# Is 6000 MB/s possible???



## bamhm182

Hey, my dad said that with the Comcast takeover of Adelphia that our internet will go up to about 6000 Mb/s, do you think that this is actually possible or do you think he got confused and meant 6000 kb/s? My money is on the option that he misheard the news and it's 6000 kb/s, which is still awesome considering that I rarely ever get speeds above 1000 Kb/s on a really good day. Does anyone know what speeds Comcast gets?


----------



## Geoff

It's impossible to get 6000MB/s though a cable line, unless he has some sort of fiber optic going to your home.  He either meant 6000Mb/s, or 6000KB/s.


----------



## bamhm182

[-0MEGA-];516986 said:
			
		

> It's impossible to get 6000MB/s though a cable line, unless he has some sort of fiber optic going to your home.  *He either meant 6000Mb/s, or 6000KB/s.*



I know he meant 6000 MB/s or KB/s because, even though it would be awesome it'd be impossible to have 6000 Gb/s and they wouldn't have 6000B/s because that would be slooooooooow. But anyways, I googled Comcast's speeds, they have 6000 KB/s, which is still A LOT better than what I've got now, I googled Adelphia's speeds and people were saying that ther get about 500 or 600 kb/s, so that's about 12 times faster still!    I guess I will find out tonight if the chance is good or bad...


----------



## Geoff

bamhm182 said:


> I know he meant 6000 MB/s or KB/s because, even though it would be awesome it'd be impossible to have 6000 Gb/s and they wouldn't have 6000B/s because that would be slooooooooow. But anyways, I googled Comcast's speeds, they have 6000 KB/s, which is still A LOT better than what I've got now, I googled Adelphia's speeds and people were saying that ther get about 500 or 600 kb/s, so that's about 12 times faster still!    I guess I will find out tonight if the chance is good or bad...

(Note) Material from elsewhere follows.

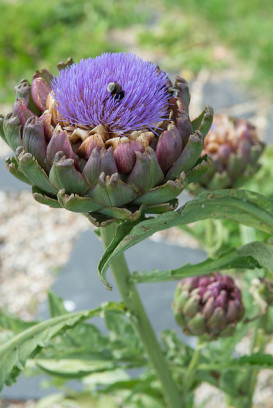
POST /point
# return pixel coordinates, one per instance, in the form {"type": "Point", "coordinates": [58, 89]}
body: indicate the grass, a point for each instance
{"type": "Point", "coordinates": [179, 34]}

Your getting connection speed and download speed mixed up.

6000Kb (~6Mb), is normal for cable internet speeds.  The 500-600 your finding is the download speed.

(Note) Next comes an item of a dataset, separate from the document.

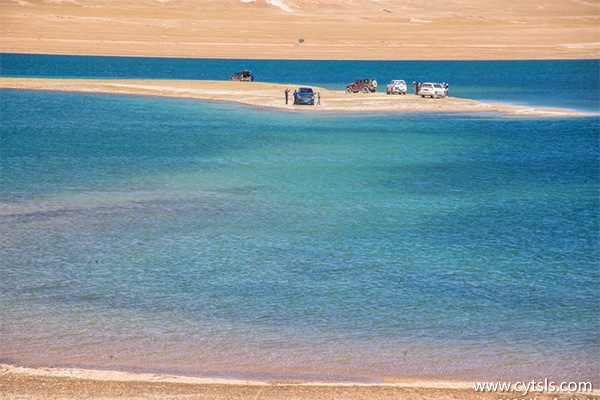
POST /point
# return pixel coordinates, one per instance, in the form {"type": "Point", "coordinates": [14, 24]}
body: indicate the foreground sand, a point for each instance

Dont get KB and Kb mixed up


----------



## bamhm182

Oh... I've got no idea what I'm talking about than... I thought Kb and KB are the same thing.  I think I was reading that thier download speed is 6000 Mb/s I'll find the article again, and if you can, would you mind reading it and telling me what you think it means because I don't know and you obviously do.

EDIT: OKay, I found the articles, here they are:
Comcast's
The bell just rang, so I have to go, I'll put up the one for adelphia later.


----------



## Geoff

Well my guess is that its 6000Kb/s, which is about 6Mb/s.  It's a fast connection, but sounds about the same as most cable connections near me.

The 500-600KB is about what you would get in KB/s when downloading from sites.


B = Byte, and b = bit.  So 6000Kb/s = ~ 750KB/s download speed from websites and such.


----------



## bamhm182

OKay, thanks, that makes more sense, I guess I'll be finding out in a few hours what's up because it's changing tonight, thanks for your help!


----------